Page 84 - The World's Best Boyfriend
P. 84
‘You did a good job though,’ he said. ‘You shouldn’t cry about it. Accidents
happen. He was an asshole. Forget about it.’
‘. . .’
Aranya didn’t know what to say because saying anything would mean telling
him about eight years of body image problems, the constant urge to cry, to shake
every person who had ever seen her differently and ask them what her fault was:
to tell them all the depressing details of how it was all brought on by Dhruv, the
spite in her heart, the vengefulness, which resulted in her overtly competitive
spirit, and the crushing inferiority complex carefully hidden by the veneer of
superiority she had steadfastly maintained.
‘Dr Raghuvir, professor of advanced physics.’ He thrust out her hand. ‘But
you know that already.’
She grinned and shook it. Snippets of information about Dr Raghuvir bounced
about in her frenzied brain.
13 years, made a high-powered telescope and found three asteroids. All
named after him. 14 years, completed Bachelor’s of Engineering from MIT.
Filed eighteen patents. 17 years, completed Master’s of Engineering in nuclear
physics from MIT. Filed thirty-three patents. 19 years, was part of the team in
France that successfully executed the first controlled fusion reaction. 20 years,
he went missing.
And it had been nine years since then. His reputation in the scientific
community had been of a self-aware prick. He knew he would change the world.
If he thought he was right about something, he would obsessively bulldoze
others with his theories, deride them, question them and make them believe in
him. He was a temperamental, obsessive, control freak, manic genius—like all
geniuses should be, the stuff legends are made of.
During the latter days of his illustrious career as a young path-breaking
researcher it was speculated that he became a bit of a philanderer, stumbling
from one relationship to another, ending up an emotional wreck.
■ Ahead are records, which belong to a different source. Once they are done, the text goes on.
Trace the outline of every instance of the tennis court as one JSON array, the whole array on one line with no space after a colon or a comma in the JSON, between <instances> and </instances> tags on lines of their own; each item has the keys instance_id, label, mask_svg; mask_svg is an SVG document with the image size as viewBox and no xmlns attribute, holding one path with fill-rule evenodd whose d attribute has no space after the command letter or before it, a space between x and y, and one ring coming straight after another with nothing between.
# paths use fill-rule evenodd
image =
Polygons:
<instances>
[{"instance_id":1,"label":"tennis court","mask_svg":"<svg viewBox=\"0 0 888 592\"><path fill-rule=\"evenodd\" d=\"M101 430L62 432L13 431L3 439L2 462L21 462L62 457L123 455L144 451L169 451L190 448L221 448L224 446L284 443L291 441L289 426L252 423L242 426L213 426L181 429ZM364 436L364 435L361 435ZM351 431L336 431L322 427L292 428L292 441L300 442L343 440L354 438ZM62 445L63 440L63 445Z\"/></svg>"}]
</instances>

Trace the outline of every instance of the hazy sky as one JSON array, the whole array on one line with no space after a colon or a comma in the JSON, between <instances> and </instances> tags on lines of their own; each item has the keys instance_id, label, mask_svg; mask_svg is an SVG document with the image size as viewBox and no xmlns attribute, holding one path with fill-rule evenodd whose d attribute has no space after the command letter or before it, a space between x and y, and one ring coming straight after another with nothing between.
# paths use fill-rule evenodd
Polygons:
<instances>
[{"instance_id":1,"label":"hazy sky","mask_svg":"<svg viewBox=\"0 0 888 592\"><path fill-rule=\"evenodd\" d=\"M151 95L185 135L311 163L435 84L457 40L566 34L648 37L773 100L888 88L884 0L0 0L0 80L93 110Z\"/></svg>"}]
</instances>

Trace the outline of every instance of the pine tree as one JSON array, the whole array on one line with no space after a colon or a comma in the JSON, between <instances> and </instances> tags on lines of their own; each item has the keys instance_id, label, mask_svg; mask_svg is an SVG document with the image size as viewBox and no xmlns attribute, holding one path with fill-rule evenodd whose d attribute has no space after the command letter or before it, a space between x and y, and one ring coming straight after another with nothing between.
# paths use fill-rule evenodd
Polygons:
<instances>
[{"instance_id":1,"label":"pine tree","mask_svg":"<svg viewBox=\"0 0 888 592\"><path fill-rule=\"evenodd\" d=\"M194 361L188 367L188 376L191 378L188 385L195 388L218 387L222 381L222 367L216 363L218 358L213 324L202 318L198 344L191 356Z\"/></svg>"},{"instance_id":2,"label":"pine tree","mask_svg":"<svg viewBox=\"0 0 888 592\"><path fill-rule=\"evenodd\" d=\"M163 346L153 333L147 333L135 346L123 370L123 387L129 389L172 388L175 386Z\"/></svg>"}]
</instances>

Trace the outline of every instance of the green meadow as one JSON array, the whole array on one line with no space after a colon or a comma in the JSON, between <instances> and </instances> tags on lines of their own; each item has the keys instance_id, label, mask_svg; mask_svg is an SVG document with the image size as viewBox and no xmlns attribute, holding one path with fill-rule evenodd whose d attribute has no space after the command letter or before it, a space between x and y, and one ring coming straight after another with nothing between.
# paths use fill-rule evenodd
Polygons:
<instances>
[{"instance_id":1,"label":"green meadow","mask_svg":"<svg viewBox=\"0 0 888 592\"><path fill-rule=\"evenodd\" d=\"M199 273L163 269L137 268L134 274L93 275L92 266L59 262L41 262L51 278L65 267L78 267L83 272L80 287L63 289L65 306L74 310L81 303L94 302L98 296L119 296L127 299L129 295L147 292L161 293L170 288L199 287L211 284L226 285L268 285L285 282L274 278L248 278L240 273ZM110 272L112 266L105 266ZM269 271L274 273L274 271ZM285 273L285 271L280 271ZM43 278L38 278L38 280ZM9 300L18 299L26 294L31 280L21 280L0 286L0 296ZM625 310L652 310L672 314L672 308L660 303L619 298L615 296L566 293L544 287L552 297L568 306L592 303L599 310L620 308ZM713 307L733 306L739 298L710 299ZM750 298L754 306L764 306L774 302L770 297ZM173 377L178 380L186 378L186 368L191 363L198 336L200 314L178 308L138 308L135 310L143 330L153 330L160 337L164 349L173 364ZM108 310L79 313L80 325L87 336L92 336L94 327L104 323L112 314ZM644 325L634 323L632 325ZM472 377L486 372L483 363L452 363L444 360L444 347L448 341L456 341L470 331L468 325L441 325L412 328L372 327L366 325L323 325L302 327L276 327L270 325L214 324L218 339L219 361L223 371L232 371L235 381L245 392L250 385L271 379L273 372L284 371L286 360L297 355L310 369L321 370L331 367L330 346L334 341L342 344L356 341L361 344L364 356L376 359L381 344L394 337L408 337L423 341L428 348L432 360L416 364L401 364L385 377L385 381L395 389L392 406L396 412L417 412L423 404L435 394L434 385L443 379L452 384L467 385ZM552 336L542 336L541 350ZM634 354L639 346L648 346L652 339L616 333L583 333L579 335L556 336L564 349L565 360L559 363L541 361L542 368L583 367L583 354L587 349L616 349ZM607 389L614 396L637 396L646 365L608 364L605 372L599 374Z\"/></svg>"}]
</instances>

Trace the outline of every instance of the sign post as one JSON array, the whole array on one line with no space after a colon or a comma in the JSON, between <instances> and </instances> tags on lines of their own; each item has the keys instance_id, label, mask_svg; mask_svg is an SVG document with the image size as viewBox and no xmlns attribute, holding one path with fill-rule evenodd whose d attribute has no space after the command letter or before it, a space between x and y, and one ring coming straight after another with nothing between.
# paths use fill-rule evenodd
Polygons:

He had made a
habit of dating and breaking up with beautiful women—young struggling models
and actresses and students who found Raghuvir’s limitless intelligence
extremely attractive. When these relationships ended Raghuvir was often found
blaming a lack of common ground for the failure. A less talented man would
have made a fool of himself but not Raghuvir; he had the choicest quips for
anyone who still doubted his abilities. Slowly, he had snuck out of limelight.